$ \large{ \text{Here are some instructions from the original question: } \ \\ } $
$ \large{ k \in \mathbb{Z} \ \ \land \\ f(x)=x^{2}-3x+k \ \ \land \ \ g(x)=x-2 \ \\ \text{And, there is NO any intersection point between $f(x)$ and $g(x)$. } \ \\ k_{(min) \, }= \;? } \ \\ $
$ \large{ \text{Here is just an example graph which I've drawn after seeing the answer: } \ \\ } $
I've tried this so far:
$ \large{ f(x) \ne g(x) \; \land \; f(x)-g(x)\lt{0} \leftrightarrow \Delta \lt{0} \; \\ \Delta=x^{2}-4x+k+2 \; ... \\ } $
The answer lies just behind that $\Delta$ but, unfortunately, I couldn't able to further the solution anymore...and, I need your help from here, so, please, show me how to do that.
Thank you very much...
PS: Finally, I understand it now... :) Thank you so much for your all help!...

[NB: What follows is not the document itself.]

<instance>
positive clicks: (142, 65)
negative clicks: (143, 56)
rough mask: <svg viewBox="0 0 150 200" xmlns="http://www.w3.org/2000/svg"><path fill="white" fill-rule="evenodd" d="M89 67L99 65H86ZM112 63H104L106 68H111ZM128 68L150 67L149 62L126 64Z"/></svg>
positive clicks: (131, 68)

A very big hint: $ \large{ \Delta= \Big(b \Big)^{2}- \Bigg(4 \times \Big( a \Big) \times \Big( c \Big) \Bigg) \ (1) \\ } $
Now, I'm furthering my solution using that* equation *(1):
$ \large{ (-4)^{2}- \Big( 4 \times (1) \times (k+2) \Big) = \Delta \ \\ 4^{2}- \Big( 4 (k+2) \Big)= 16-(4k+8)= \Delta \ \\ \Delta \lt{0} \iff 16-4k-8 \lt{0} \iff 8-4k \lt{0} \ \\ } $ $ \text{Here comes a simple method to reach the answer: } \ \\ \large{ 8-4k=0 \ \\ 4k=8 \ \\ k=2 } \ \\ \text{but,} \ \ k_{min} \ \text{ equals just one of these } \ \mathbb{R^{+}} \ \text{and} \ \mathbb{Z^{+}} \ \text{numbers} : \ (2, \, {+}\infty ) \ \\ \text{So, } \ \large{ k_{min}=3 } $